Lauren hasn’t been up to the roof deck in years. The last time: another party, a celebration of their graduation from college, or Sarah’s graduation, anyway. Lauren had come by, a formality. At that point, their relationship had entered some never discussed cooling-off period. Anyway, they were going to be roommates in the city; they were going to live together, which changed altogether Lauren’s relationship to the house on East Thirty-Sixth Street. Beautiful as it was, much as she loved it, that house was about Sunday dinners and little kid sleepovers and that first time sucking Ryan Harmon’s dick in the upstairs bathroom while Sarah and Amy and Tyler and Jake and Sasha and Rachel sat one floor above, under the Manhattan sky, smoking Camels and dropping the butts into empty Rolling Rock bottles where they died with a quick little hiss. That was childhood, and it was over.

“I haven’t been up here in ages.” Lauren surveys the view, the only thing you can do from that vantage. In the context of the city, of course, the house does not seem that high, but there, on the roof, you feel like a giant, a minor god. “It’s so nice today.”

Sarah sighs, relieved. “Cross your fingers. I should have waited until May.”
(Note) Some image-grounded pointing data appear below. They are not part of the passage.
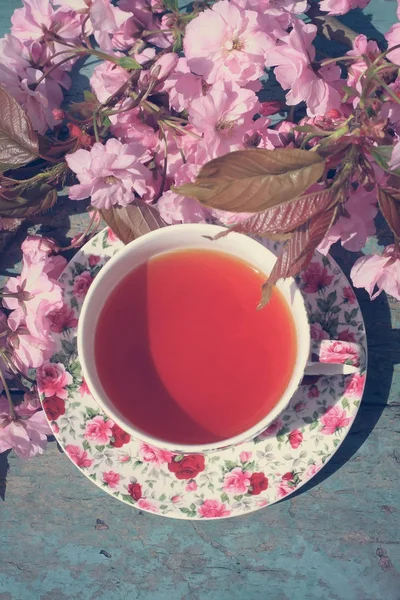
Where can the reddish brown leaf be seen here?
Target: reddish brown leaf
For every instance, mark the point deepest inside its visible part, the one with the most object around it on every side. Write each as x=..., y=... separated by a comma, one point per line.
x=286, y=217
x=298, y=251
x=18, y=140
x=132, y=221
x=254, y=180
x=390, y=208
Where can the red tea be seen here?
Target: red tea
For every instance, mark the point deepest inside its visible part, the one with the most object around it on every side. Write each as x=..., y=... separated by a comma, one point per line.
x=183, y=353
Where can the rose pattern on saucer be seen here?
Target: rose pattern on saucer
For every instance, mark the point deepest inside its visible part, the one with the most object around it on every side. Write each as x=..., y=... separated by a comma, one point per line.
x=225, y=483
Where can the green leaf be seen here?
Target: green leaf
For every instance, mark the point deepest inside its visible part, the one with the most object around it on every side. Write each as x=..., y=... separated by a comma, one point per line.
x=132, y=221
x=129, y=63
x=19, y=143
x=254, y=180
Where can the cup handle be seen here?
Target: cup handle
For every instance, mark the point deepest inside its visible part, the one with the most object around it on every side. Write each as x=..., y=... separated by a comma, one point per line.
x=335, y=357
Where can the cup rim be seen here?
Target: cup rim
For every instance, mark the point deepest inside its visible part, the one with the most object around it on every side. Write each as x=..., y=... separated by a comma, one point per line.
x=93, y=380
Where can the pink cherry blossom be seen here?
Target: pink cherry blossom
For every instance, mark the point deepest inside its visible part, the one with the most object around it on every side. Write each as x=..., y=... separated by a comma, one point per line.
x=341, y=7
x=62, y=318
x=381, y=271
x=148, y=505
x=28, y=351
x=393, y=39
x=334, y=419
x=317, y=333
x=98, y=430
x=27, y=436
x=245, y=456
x=237, y=481
x=291, y=58
x=191, y=486
x=30, y=22
x=78, y=455
x=154, y=455
x=226, y=43
x=355, y=386
x=111, y=479
x=109, y=174
x=82, y=283
x=107, y=78
x=339, y=352
x=223, y=116
x=52, y=379
x=213, y=508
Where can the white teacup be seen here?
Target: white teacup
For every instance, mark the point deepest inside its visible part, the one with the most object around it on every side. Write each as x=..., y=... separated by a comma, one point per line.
x=194, y=236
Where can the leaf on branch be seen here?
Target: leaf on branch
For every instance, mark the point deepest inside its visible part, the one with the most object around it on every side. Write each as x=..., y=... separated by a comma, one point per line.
x=132, y=221
x=299, y=250
x=36, y=199
x=18, y=141
x=390, y=207
x=285, y=218
x=254, y=180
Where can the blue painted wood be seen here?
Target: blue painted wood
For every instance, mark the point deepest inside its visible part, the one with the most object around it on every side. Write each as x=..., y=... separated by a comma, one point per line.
x=336, y=539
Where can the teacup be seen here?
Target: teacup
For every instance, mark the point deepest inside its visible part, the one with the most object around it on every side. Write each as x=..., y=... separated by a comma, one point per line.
x=310, y=358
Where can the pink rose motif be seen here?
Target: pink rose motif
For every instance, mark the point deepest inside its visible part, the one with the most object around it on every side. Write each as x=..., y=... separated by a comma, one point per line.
x=245, y=456
x=156, y=456
x=273, y=428
x=348, y=295
x=145, y=504
x=312, y=470
x=313, y=392
x=78, y=455
x=315, y=278
x=317, y=333
x=334, y=419
x=111, y=479
x=339, y=352
x=346, y=336
x=52, y=379
x=84, y=388
x=93, y=260
x=295, y=438
x=237, y=481
x=191, y=486
x=355, y=387
x=98, y=430
x=62, y=319
x=82, y=283
x=210, y=509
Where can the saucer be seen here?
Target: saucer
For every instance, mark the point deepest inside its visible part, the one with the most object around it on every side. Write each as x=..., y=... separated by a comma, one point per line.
x=224, y=483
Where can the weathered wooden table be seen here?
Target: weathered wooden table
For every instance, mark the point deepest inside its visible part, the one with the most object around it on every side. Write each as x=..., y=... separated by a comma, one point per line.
x=337, y=538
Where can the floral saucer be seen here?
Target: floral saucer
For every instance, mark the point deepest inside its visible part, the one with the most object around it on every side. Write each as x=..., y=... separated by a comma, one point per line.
x=225, y=483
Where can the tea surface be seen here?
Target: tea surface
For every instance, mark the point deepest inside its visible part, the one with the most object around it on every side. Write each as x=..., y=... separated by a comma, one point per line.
x=183, y=353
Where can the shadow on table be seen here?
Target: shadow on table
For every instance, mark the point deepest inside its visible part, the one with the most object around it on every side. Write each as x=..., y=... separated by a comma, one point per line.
x=383, y=355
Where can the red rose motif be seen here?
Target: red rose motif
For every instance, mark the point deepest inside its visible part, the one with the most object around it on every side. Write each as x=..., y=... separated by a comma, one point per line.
x=258, y=483
x=54, y=407
x=188, y=467
x=135, y=491
x=93, y=260
x=315, y=278
x=295, y=438
x=120, y=436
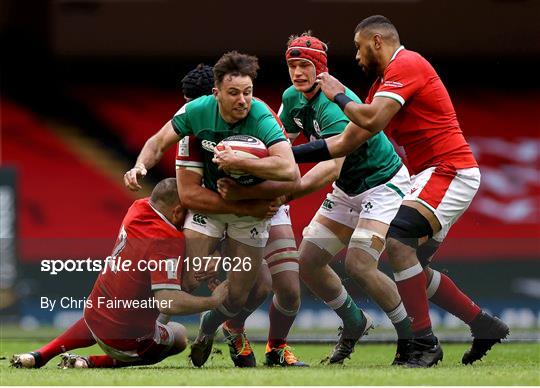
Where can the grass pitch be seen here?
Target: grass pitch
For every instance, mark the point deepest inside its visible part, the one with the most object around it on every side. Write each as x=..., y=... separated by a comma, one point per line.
x=506, y=364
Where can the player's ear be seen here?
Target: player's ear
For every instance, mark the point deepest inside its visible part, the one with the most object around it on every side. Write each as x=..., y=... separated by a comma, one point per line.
x=178, y=215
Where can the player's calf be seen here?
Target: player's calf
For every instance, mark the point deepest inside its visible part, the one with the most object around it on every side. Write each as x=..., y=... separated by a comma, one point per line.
x=26, y=360
x=487, y=331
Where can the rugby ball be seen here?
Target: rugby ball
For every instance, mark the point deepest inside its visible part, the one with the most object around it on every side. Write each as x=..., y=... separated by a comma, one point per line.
x=244, y=146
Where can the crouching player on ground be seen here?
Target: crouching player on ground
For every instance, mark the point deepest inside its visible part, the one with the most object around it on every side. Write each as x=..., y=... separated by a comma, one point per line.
x=134, y=336
x=230, y=111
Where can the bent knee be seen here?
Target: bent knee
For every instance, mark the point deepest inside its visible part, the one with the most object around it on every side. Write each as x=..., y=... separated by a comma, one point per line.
x=363, y=269
x=180, y=336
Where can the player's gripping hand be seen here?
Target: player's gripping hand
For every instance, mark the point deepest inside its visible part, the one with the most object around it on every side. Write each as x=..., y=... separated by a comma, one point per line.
x=230, y=190
x=259, y=208
x=131, y=177
x=211, y=272
x=220, y=292
x=330, y=86
x=226, y=160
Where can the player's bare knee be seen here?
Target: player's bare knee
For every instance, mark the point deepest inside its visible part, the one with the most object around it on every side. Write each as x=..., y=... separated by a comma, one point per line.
x=261, y=292
x=289, y=297
x=180, y=337
x=320, y=243
x=362, y=268
x=405, y=229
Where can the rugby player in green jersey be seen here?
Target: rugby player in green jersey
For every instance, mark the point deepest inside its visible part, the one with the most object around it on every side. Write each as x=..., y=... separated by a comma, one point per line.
x=229, y=111
x=367, y=194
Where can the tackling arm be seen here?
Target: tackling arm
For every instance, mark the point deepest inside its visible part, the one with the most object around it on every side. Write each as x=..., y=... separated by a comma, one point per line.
x=319, y=176
x=150, y=154
x=196, y=197
x=182, y=303
x=278, y=166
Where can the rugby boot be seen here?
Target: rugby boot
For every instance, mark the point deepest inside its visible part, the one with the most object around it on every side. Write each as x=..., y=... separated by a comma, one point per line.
x=423, y=352
x=202, y=346
x=487, y=331
x=239, y=348
x=402, y=352
x=70, y=360
x=348, y=337
x=282, y=356
x=26, y=360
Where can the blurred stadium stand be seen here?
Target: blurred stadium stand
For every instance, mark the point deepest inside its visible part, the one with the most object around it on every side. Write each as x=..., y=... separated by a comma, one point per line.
x=80, y=95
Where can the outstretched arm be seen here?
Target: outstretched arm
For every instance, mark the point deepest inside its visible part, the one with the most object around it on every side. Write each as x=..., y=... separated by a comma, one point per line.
x=151, y=153
x=278, y=166
x=318, y=177
x=196, y=197
x=373, y=117
x=334, y=147
x=231, y=190
x=182, y=303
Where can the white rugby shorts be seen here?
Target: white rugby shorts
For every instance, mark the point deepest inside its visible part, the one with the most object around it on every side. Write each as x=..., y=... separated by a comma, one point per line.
x=446, y=191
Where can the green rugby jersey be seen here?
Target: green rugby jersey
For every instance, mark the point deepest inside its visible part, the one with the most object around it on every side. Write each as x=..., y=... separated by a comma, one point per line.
x=201, y=118
x=374, y=163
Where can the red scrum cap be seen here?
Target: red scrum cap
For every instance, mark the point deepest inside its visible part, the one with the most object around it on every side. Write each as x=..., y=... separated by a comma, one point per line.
x=311, y=49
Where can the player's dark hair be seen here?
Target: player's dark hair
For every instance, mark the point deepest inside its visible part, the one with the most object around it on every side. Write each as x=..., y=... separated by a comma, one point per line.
x=378, y=23
x=198, y=82
x=166, y=192
x=235, y=63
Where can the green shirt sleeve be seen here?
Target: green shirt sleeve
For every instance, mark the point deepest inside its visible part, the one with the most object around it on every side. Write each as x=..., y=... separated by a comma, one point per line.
x=284, y=114
x=334, y=120
x=181, y=123
x=269, y=130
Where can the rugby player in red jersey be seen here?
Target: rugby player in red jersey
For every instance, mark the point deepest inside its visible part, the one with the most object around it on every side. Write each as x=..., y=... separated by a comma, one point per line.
x=409, y=101
x=152, y=284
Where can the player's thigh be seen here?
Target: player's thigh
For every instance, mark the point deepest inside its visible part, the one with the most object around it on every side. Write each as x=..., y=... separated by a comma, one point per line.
x=365, y=247
x=203, y=233
x=322, y=239
x=281, y=255
x=242, y=276
x=180, y=337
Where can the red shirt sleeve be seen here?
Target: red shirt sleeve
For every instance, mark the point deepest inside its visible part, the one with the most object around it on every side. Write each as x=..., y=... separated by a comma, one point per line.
x=165, y=264
x=189, y=153
x=402, y=79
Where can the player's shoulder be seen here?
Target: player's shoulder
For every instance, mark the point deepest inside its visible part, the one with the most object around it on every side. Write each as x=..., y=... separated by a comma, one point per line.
x=289, y=94
x=349, y=93
x=409, y=60
x=142, y=220
x=202, y=103
x=259, y=108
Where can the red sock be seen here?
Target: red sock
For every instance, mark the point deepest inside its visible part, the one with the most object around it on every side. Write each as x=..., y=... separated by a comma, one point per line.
x=281, y=321
x=237, y=323
x=411, y=285
x=77, y=336
x=449, y=297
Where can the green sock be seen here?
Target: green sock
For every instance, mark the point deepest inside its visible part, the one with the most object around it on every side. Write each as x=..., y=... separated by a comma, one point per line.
x=403, y=328
x=353, y=317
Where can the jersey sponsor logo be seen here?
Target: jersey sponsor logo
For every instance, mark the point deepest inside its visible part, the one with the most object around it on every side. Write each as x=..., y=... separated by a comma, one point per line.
x=328, y=204
x=367, y=206
x=183, y=147
x=181, y=111
x=298, y=122
x=199, y=219
x=317, y=127
x=208, y=145
x=393, y=84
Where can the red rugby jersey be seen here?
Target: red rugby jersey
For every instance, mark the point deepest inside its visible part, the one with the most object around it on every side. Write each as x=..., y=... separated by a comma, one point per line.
x=426, y=126
x=148, y=239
Lauren nods at Sarah’s midriff. “You dodged a bullet there,” she says.

There are four wooden chairs gathered around a round table, and they sit.

“I feel like we’re at a spa or something.” Lauren digs into her bag, removes the package of cigarettes and a small blue plastic lighter. “You know? All this primping, us in our gym clothes or something.”

“I thought you quit,” Sarah says.

Lauren lights a cigarette, exhales. “I’m not really smoking,” she says.

“Optical illusion.”

“I just thought, you know, for old time’s sake.” Lauren shrugs.

“We got our emphysema started right here on this rooftop,” Sarah says.

“Shit beer, cigarettes, Friday nights,” Lauren says.

“Ryan,” says Sarah. “Ryan something.”

“Tim Alhadef,” says Lauren. A beautiful half-Arab, half-Swedish guy on the soccer team with whom Sarah had been obsessed for a full year. He had curly hair and thick eyebrows and wore shorts even when it was cold outside.

“Tim Alhadef,” says Sarah, wistful. “God, he was fucking gorgeous.”

“Those legs,” Lauren says.

“Give me some of that,” says Sarah.

Lauren hands her the lit cigarette. “Whatever happened between the two of you anyway?” She knows there was something—a kiss, more than, a makeout in a corner while the rest of them were drinking and talking, but she can’t recall the specifics, and anyway, Sarah was always coy about that kind of thing. She could talk about sex in the theoretical, but not as it related back to her.

“Fuck,” Sarah says, exhaling the smoke. “That is good. Take this away. I’m going to kill the baby.”

“Our grandmothers smoked during pregnancy,” Lauren says.

“We kissed, once, Tim and me,” she says. “It was friendly, then more, and then nothing. A slip of the tongue. That’s it.”

“He was gorgeous, wasn’t he? Whatever happened to him?”